仮面ライダーと木村拓哉

テレビ朝日開局50周年記念・50時間テレビ「SMAPがんばりますっ!!」は、夜九時から十二時九分まで約三時間の生放送番組。夜十時の少し前から見始めたが、思いのほか面白かったので慌てて録画をし始めた。「木村拓哉全力坂」という企画では、木村拓哉が朝から夜まで十六時間かけて港区にある五十もの坂を全力で駆け上がり続け、それが妙に恰好よくて楽しかった。企画の冒頭、日本坂道学会副会長のタモリが登場して坂道美学を論じたのも素晴らしかった。
しかし今宵のこの番組における最大の見所は稲垣吾郎企画「仮面ライダーG」にこそあったろう。石森プロ&東映の全面協力を得て特別に制作された新ライダーと云われていたが、むしろ石森プロ&東映が存分に本領を発揮した成果としての、珠玉の小品と評すべきだろう。普段の日曜朝の「仮面ライダー」の制作の場合、一年間にわたり毎週放送され、しかも毎年それを新たな形で繰り返されなければならないことから、予算の上でも発想の面でも色々「ペース配分」を考える必要があるのだろうが、一夜だけのこの特別企画では、SMAPの経済力と政治力を背景に思い切り暴れることができたのだろう。
ことに迫力に富んでいたのは、人質を取ったままヘリコプターで逃げるテロリスト集団の指導者(上地雄輔)を、バイクに乗った仮面ライダーGが追跡する場面。テロリストはGを目掛けて銃を撃ち、Gに避けられた弾丸は地に当って爆発した。爆破の火炎が幾つも上がる中を駆け抜けてゆく仮面ライダー!という構図の格好よさは無論のこと、そうした矢継ぎ早の攻撃を潜り抜けたライダーがその疾走の勢いを借りて宙へ駆け上がり、敵のヘリコプターに突撃した展開は、全ての視聴者の期待に応えたものと云ってよいだろう。

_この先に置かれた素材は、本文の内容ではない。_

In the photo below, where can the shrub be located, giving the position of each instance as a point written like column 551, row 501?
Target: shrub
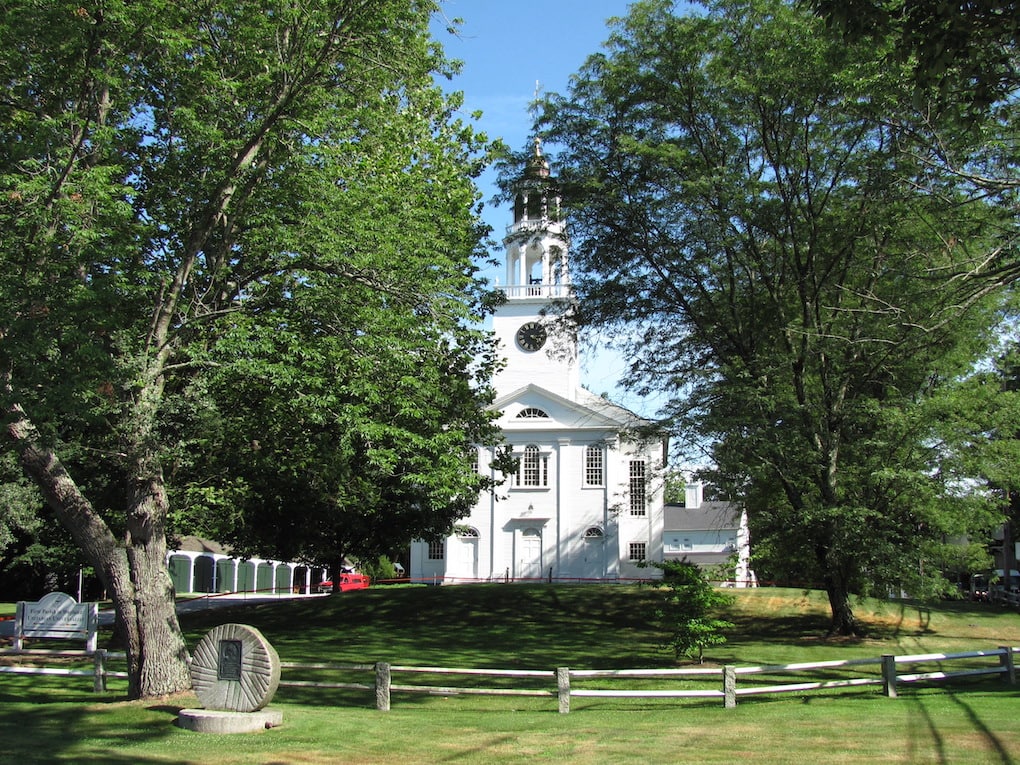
column 685, row 610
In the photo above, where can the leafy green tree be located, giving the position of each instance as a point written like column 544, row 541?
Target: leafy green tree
column 966, row 50
column 758, row 222
column 196, row 196
column 687, row 608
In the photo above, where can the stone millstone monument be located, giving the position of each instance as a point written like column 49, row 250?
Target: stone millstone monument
column 235, row 673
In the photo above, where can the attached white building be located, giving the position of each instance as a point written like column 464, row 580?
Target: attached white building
column 711, row 534
column 585, row 503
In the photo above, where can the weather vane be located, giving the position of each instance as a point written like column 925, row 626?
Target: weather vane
column 533, row 108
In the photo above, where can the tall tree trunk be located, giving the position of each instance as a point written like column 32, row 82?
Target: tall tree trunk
column 133, row 570
column 844, row 622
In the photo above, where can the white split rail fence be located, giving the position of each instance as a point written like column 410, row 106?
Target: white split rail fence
column 888, row 677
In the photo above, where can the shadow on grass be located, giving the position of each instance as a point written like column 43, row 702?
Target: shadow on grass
column 45, row 725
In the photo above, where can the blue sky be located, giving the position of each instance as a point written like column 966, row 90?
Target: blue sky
column 506, row 48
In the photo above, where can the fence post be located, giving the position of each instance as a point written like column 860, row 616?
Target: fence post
column 1006, row 661
column 99, row 670
column 563, row 689
column 383, row 686
column 729, row 686
column 888, row 675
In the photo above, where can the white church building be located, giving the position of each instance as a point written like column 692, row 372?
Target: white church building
column 585, row 503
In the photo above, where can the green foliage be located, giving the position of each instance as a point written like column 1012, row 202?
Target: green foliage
column 687, row 609
column 968, row 53
column 769, row 227
column 241, row 295
column 233, row 210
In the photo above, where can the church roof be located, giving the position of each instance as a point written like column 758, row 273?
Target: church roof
column 596, row 411
column 710, row 516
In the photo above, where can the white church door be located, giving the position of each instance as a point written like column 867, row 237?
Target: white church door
column 464, row 557
column 594, row 565
column 529, row 560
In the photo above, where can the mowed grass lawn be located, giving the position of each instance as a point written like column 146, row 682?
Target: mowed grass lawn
column 59, row 720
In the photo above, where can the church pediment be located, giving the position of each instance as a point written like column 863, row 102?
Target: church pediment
column 532, row 407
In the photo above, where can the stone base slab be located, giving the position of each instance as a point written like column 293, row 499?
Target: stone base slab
column 218, row 721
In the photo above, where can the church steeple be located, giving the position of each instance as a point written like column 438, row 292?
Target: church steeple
column 537, row 244
column 538, row 350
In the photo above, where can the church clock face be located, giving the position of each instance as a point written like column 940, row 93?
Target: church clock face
column 531, row 337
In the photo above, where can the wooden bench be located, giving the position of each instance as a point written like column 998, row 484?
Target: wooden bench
column 57, row 616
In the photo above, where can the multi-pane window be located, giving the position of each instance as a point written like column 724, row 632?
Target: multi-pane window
column 594, row 466
column 532, row 469
column 638, row 487
column 531, row 413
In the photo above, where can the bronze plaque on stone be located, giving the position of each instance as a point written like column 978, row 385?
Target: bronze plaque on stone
column 230, row 661
column 235, row 668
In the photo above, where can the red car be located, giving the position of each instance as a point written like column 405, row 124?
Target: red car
column 347, row 581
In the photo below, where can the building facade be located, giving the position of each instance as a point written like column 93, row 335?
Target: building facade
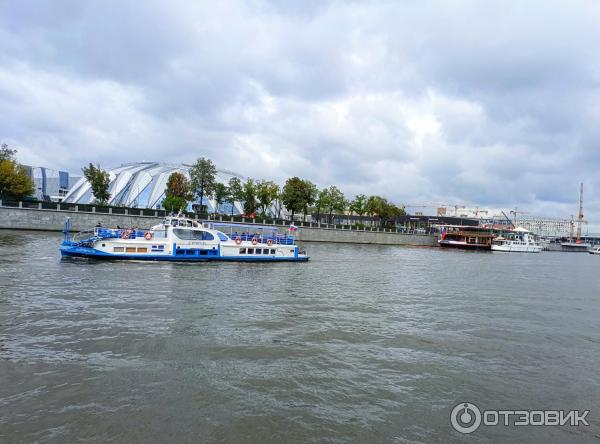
column 50, row 185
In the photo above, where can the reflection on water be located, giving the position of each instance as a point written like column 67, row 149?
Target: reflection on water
column 363, row 343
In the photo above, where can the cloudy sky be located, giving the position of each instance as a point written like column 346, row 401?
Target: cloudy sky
column 488, row 103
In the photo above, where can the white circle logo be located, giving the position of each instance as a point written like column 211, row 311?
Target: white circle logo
column 465, row 417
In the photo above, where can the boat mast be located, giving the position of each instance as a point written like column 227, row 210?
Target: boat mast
column 580, row 218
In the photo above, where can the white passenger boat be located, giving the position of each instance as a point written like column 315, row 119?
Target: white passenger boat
column 594, row 250
column 183, row 239
column 519, row 240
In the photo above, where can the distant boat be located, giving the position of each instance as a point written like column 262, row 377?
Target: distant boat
column 581, row 247
column 465, row 237
column 518, row 240
column 594, row 250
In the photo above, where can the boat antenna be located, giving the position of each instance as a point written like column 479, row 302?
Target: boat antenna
column 580, row 217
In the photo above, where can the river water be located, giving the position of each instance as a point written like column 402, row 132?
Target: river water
column 361, row 344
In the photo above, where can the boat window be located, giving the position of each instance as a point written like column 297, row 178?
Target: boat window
column 222, row 236
column 193, row 234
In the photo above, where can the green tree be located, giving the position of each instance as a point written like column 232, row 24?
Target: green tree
column 374, row 206
column 387, row 211
column 359, row 205
column 336, row 202
column 203, row 174
column 220, row 194
column 249, row 196
column 310, row 193
column 236, row 192
column 293, row 195
column 178, row 192
column 321, row 202
column 266, row 192
column 99, row 180
column 15, row 183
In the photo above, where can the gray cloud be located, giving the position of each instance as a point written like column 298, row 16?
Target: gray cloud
column 489, row 103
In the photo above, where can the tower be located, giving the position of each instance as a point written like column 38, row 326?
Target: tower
column 580, row 217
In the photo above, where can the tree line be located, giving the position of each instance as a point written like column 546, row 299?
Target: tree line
column 298, row 196
column 15, row 183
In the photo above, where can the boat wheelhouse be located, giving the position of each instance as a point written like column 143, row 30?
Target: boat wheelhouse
column 184, row 239
column 518, row 240
column 466, row 237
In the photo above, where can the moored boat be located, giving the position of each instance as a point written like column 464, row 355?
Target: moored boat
column 183, row 239
column 518, row 240
column 594, row 250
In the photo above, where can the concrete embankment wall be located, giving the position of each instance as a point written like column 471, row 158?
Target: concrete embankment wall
column 54, row 220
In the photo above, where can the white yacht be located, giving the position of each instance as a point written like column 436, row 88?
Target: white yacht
column 519, row 240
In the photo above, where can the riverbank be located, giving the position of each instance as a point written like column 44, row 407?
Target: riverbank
column 15, row 218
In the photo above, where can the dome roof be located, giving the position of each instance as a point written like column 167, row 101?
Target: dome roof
column 141, row 185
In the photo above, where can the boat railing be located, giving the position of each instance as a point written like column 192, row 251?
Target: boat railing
column 114, row 233
column 282, row 239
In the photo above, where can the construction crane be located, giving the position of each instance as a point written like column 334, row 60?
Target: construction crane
column 515, row 212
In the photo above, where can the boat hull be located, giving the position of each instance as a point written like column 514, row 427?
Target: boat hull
column 92, row 253
column 463, row 245
column 513, row 249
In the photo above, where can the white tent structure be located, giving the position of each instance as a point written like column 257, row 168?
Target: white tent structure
column 143, row 185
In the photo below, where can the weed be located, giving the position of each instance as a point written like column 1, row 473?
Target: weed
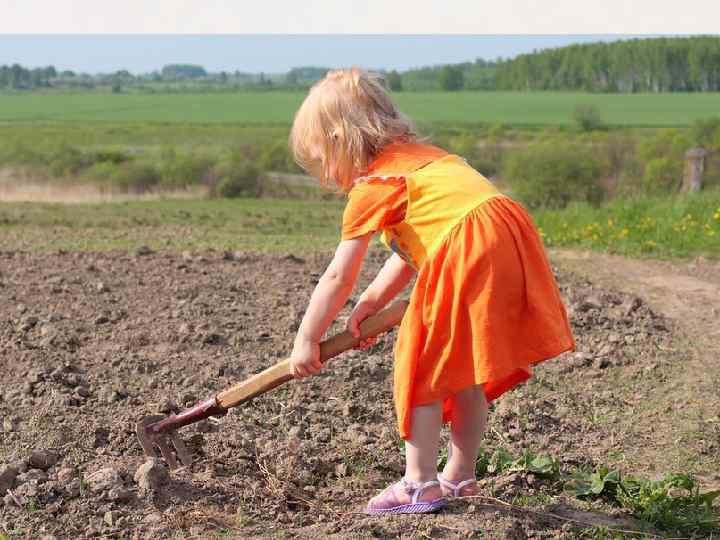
column 673, row 503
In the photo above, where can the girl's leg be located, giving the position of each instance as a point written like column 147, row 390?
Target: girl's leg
column 422, row 449
column 468, row 420
column 420, row 460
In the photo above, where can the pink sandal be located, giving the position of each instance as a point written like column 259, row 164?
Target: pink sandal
column 387, row 502
column 451, row 489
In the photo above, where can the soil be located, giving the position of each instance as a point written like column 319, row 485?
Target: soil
column 92, row 342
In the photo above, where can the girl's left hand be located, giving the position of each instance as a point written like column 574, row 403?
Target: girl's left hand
column 305, row 358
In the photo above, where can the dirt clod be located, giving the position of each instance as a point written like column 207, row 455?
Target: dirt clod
column 151, row 475
column 8, row 473
column 43, row 459
column 104, row 479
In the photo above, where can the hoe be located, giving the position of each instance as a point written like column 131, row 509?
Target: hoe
column 159, row 432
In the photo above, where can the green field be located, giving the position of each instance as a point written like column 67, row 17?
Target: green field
column 642, row 226
column 277, row 108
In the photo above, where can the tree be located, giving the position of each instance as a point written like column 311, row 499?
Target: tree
column 451, row 78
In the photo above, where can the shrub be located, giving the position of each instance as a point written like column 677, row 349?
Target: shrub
column 274, row 157
column 182, row 170
column 135, row 177
column 236, row 176
column 483, row 154
column 587, row 117
column 662, row 175
column 109, row 155
column 102, row 172
column 551, row 175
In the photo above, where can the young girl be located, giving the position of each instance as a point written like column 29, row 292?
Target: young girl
column 485, row 306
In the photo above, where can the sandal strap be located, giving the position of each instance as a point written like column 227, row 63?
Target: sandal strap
column 417, row 489
column 453, row 486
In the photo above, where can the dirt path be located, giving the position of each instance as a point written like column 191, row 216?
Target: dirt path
column 90, row 342
column 683, row 412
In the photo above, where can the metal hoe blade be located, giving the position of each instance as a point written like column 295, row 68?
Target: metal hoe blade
column 169, row 443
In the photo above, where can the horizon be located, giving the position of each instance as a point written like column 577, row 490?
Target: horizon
column 140, row 54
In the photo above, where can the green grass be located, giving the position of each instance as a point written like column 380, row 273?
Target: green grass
column 278, row 108
column 232, row 224
column 661, row 226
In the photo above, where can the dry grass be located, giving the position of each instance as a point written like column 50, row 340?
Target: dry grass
column 21, row 187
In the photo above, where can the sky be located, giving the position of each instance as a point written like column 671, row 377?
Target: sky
column 268, row 53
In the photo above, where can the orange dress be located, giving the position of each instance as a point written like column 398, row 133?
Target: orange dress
column 485, row 306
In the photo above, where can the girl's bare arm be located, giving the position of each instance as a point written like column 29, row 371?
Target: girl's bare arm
column 392, row 278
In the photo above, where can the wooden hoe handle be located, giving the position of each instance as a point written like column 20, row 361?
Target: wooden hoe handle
column 339, row 343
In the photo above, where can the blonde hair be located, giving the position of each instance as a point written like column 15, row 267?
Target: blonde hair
column 344, row 122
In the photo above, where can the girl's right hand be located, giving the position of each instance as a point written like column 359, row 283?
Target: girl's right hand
column 363, row 309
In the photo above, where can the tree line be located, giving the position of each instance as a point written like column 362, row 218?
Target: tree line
column 668, row 64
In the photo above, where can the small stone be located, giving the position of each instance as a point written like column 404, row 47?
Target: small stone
column 104, row 479
column 602, row 363
column 9, row 425
column 155, row 517
column 111, row 518
column 151, row 475
column 65, row 475
column 109, row 395
column 167, row 406
column 28, row 323
column 120, row 494
column 73, row 488
column 296, row 432
column 349, row 409
column 33, row 475
column 43, row 459
column 8, row 474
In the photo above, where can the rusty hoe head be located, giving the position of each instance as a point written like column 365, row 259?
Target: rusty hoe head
column 158, row 432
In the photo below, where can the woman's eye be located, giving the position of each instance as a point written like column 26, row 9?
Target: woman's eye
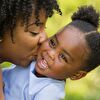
column 34, row 33
column 62, row 56
column 52, row 43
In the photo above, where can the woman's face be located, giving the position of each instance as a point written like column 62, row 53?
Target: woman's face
column 26, row 43
column 62, row 55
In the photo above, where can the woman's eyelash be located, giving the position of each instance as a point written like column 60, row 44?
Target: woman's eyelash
column 34, row 33
column 63, row 57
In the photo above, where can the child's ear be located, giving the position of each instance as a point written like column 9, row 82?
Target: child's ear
column 78, row 75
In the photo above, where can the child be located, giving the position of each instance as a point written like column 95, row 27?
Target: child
column 71, row 53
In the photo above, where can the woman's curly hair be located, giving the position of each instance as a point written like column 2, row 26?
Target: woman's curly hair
column 12, row 10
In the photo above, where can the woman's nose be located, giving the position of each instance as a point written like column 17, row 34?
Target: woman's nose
column 51, row 54
column 43, row 37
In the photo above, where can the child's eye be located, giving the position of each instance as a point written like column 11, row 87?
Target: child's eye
column 62, row 56
column 52, row 43
column 34, row 33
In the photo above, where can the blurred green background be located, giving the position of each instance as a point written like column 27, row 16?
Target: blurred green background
column 87, row 88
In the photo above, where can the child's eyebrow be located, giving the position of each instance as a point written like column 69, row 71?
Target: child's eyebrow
column 63, row 49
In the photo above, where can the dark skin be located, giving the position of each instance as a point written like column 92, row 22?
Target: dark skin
column 25, row 45
column 63, row 55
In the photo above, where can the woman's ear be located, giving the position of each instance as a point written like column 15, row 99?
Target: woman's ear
column 78, row 75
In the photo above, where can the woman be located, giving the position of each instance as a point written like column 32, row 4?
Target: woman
column 22, row 24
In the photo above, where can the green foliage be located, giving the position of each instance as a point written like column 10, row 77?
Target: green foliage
column 87, row 88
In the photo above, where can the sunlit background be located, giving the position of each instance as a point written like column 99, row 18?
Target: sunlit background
column 87, row 88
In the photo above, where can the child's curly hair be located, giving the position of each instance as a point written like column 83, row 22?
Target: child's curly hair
column 12, row 10
column 86, row 19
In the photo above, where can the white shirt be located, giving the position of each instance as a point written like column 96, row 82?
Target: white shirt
column 22, row 84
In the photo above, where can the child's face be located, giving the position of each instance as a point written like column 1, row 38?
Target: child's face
column 62, row 55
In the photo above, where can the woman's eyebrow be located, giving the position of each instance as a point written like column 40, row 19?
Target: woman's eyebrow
column 63, row 49
column 39, row 23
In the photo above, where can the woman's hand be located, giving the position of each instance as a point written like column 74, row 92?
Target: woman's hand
column 1, row 86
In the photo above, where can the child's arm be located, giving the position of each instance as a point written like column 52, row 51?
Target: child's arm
column 1, row 86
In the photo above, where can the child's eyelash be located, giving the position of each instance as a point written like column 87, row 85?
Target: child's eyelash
column 34, row 33
column 52, row 43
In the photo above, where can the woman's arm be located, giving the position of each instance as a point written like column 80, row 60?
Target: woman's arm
column 1, row 86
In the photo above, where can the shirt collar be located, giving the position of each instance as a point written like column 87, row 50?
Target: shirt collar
column 36, row 83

怪獣と化した敵の攻撃に、Gが挫けそうになっていた瞬間、仮面ライダーディケイド(声:井上正大)をはじめとする仮面ライダー衆が全員集合し、応援し、奮起を促した。ここで面白かったことの一つはその場面を見たときの木村拓哉の驚きと感動の表情。「仮面ライダーG」を見ている間、彼は一々感動し興奮して楽しんでいて、見終えたあとは番組全体の最後に至るまで彼は稲垣を羨んで嫉妬の炎を燃え上がらせていた。本格的「仮面ライダー」の主演をつとめた稲垣に対する彼の嫉妬の凄まじさこそが、実は「仮面ライダーG」一番の見所だったのかもしれないとさえ思える。木村拓哉にも、これを超える水準の仮面ライダー(或いはスーパー戦隊)をやらせてやればよいのに。